I'm attempting to build a function that will give me a summary about the properties of variables in my data. For example, I want to know whether certain variables have digits in their values, or specific characters, or otherwise number of unique values. While this is a simple task when testing a specific variable for a specific property, I don't know how to do it en mass. That is, I want to define different types of tests and pass a vector with column names to to test on each of the tests. I want to build a function that will be scalable/flexible so that I could add or remove tests as necessary.
Example
Let's say that I have some data about people, including age, weight, and sex.

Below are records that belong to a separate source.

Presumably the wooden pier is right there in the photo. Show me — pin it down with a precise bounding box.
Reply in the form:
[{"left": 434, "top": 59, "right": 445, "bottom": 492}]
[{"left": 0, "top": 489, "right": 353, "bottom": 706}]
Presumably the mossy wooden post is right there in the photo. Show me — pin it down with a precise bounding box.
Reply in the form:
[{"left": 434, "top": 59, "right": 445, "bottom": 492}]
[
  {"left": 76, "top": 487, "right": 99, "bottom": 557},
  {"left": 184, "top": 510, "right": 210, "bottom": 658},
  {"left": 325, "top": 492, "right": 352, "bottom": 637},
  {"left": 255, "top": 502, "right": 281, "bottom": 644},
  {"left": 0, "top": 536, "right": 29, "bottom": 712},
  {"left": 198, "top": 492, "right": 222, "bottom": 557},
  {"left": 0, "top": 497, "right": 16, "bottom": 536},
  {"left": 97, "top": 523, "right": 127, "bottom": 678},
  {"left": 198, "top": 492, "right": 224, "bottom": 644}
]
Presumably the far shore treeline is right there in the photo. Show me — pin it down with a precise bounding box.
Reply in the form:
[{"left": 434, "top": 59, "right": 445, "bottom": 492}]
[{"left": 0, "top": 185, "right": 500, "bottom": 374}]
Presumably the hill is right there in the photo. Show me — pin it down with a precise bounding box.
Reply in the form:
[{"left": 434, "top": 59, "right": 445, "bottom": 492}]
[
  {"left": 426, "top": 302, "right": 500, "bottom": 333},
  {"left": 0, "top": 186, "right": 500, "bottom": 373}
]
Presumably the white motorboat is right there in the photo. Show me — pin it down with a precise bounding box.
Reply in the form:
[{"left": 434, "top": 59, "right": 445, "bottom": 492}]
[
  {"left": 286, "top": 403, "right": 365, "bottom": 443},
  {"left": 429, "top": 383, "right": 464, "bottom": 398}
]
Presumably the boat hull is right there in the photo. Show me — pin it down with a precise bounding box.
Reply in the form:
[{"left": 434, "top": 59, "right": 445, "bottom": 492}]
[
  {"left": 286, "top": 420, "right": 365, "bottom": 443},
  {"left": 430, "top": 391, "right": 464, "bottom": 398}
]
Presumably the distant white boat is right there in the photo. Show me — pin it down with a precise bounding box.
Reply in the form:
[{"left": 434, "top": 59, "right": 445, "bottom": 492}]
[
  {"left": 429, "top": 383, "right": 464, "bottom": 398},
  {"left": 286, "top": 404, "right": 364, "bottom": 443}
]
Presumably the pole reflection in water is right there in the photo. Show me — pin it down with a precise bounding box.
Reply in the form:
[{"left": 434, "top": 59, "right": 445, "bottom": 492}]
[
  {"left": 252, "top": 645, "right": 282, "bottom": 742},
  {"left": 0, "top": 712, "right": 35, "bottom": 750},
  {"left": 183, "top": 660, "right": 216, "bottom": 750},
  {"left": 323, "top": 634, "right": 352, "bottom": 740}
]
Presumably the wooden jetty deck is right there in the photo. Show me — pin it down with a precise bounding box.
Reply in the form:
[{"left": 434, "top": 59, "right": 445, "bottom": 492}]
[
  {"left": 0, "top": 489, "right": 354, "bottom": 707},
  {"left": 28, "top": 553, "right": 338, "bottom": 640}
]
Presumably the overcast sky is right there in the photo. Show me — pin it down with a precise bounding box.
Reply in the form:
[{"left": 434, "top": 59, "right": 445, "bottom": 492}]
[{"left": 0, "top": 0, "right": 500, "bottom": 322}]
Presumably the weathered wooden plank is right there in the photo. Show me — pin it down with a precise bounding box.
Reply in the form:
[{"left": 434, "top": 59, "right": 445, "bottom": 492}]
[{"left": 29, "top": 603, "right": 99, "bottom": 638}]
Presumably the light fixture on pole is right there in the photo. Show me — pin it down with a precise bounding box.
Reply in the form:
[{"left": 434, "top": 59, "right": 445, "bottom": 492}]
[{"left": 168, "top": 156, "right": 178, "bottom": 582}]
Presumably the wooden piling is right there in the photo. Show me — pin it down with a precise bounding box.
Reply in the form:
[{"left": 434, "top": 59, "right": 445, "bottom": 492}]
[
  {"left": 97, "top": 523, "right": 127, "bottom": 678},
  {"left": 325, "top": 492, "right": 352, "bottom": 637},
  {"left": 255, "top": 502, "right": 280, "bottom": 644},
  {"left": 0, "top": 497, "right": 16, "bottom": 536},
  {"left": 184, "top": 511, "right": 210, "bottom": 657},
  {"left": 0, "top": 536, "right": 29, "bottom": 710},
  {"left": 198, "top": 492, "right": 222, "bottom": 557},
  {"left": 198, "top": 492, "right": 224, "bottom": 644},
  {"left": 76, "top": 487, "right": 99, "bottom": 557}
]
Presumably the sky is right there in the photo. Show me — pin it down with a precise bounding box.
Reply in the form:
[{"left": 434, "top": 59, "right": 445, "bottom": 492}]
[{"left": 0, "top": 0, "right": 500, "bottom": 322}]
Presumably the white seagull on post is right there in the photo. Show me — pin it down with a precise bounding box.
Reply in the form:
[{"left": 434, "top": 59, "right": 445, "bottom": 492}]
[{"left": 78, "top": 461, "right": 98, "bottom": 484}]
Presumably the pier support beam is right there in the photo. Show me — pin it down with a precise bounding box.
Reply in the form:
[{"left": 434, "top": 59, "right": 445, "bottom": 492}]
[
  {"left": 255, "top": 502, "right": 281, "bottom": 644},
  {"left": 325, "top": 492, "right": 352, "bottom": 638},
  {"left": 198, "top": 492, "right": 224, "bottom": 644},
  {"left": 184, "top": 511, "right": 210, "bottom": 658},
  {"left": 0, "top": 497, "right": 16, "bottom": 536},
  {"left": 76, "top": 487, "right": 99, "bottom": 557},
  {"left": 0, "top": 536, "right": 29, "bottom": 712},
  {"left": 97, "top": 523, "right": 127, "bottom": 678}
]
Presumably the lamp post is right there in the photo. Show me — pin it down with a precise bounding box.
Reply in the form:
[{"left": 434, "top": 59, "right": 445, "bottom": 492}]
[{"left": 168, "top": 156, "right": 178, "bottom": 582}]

Each record is also assigned with a special id string. Although the variables vary in type (i.e., age is numeric but sex is character), I end up having the entire data coerced to characters.
library(tibble)
library(dplyr)
# a function to generate random alphanumeric strings (https://stackoverflow.com/a/42734863/6105259)
sample_strings <- function(n = 5000) {
a <- do.call(paste0, replicate(5, sample(LETTERS, n, TRUE), FALSE))
paste0(a, sprintf("%04d", sample(9999, n, TRUE)), sample(LETTERS, n, TRUE))
}
set.seed(2020)
desired_n <- 20
df <-
tibble(special_id = sample_strings(desired_n),
age = sample(c(10:80), size = desired_n),
weight = sample(seq(45, 100, by = 0.001), size = desired_n, replace = TRUE),
monthly_income = sample(c(2000:15000), size = desired_n),
sex = sample(c("male", "female"), size = desired_n, replace = TRUE)) %>%
mutate_all(as.character)
## # A tibble: 20 x 5
## special_id age weight monthly_income sex
## <chr> <chr> <chr> <chr> <chr>
## 1 LBRKP2319H 20 87.554 4699 male
## 2 WXJZW1202W 60 95.617 3163 female
## 3 VHFFD6488D 22 56.573 3468 female
## 4 XDOBT5680G 19 69.092 13418 female
## 5 ARKYR3604N 64 84.654 7865 female
## 6 QNMCJ9652Q 68 85.483 11704 male
## 7 DNXXA5261W 56 69.472 6075 female
## 8 JLMRO7068U 12 47.802 12712 male
## 9 FPMAV9425D 34 85.468 10120 female
## 10 QOBVI1118X 53 58.419 6984 male
## 11 MNPGP4717P 40 52.546 7040 female
## 12 XGMHF7783I 32 51.613 8443 male
## 13 HTAUX2428V 79 74.555 8339 male
## 14 JRFXW0040B 54 69.734 2394 male
## 15 RTCMZ4379Q 57 87.162 13986 male
## 16 PUYBJ1885Q 13 45.77 8770 female
## 17 VTMEZ2421E 30 51.458 3576 male
## 18 BPKVA5731J 50 82.651 12497 female
## 19 PLYDA2818S 46 95.716 13701 male
## 20 CVESQ8525O 61 56.157 8291 male
Given this data, I want to test the variables for several properties:
- Is alphanumeric, consisting of both digits and alphabet?
- Is numeric, consisting of only digits (decimal point is accepted)?
- Is decimal?
- Has letters only?
- Number of unique values in the column
And I have a method to test each one of those properties:
is alphanumeric
grepl("([A-Za-z]+[0-9]|[0-9]+[A-Za-z])[A-Za-z0-9]*", colname)
is numeric
grepl("^[0-9]{1,}$", colname)
is decimal
grepl("^[-]{0,1}[0-9]{0,}.{0,1}[0-9]{1,}$", colname)
has letters only
grepl("^[a-zA-Z]{1,}$", colname)
number of uniques
length(unique(colname))
Since I expect all values within each column to be consistent in property, I can wrap each of the above (except for number of uniques) with all()
to get a single TRUE
/FALSE
.
Now I want to organize all colnames that I want to test, in one vector:
vec_of_colnames <- c("special_id", "age", "weight", "sex")
And I want to pass vec_of_colnames
to a function that will return a summary table such as:
var_name is_alphanumeric is_numeric is_decimal has_letters_only number_of_uniques
<chr> <lgl> <lgl> <lgl> <lgl> <dbl>
1 special_id TRUE FALSE FALSE FALSE 20
2 age FALSE TRUE FALSE FALSE 20
3 weight FALSE TRUE TRUE FALSE 20
4 sex FALSE FALSE FALSE TRUE 2
How can I achieve such a table, in a way that will easily allow to add or remove "properties tests"?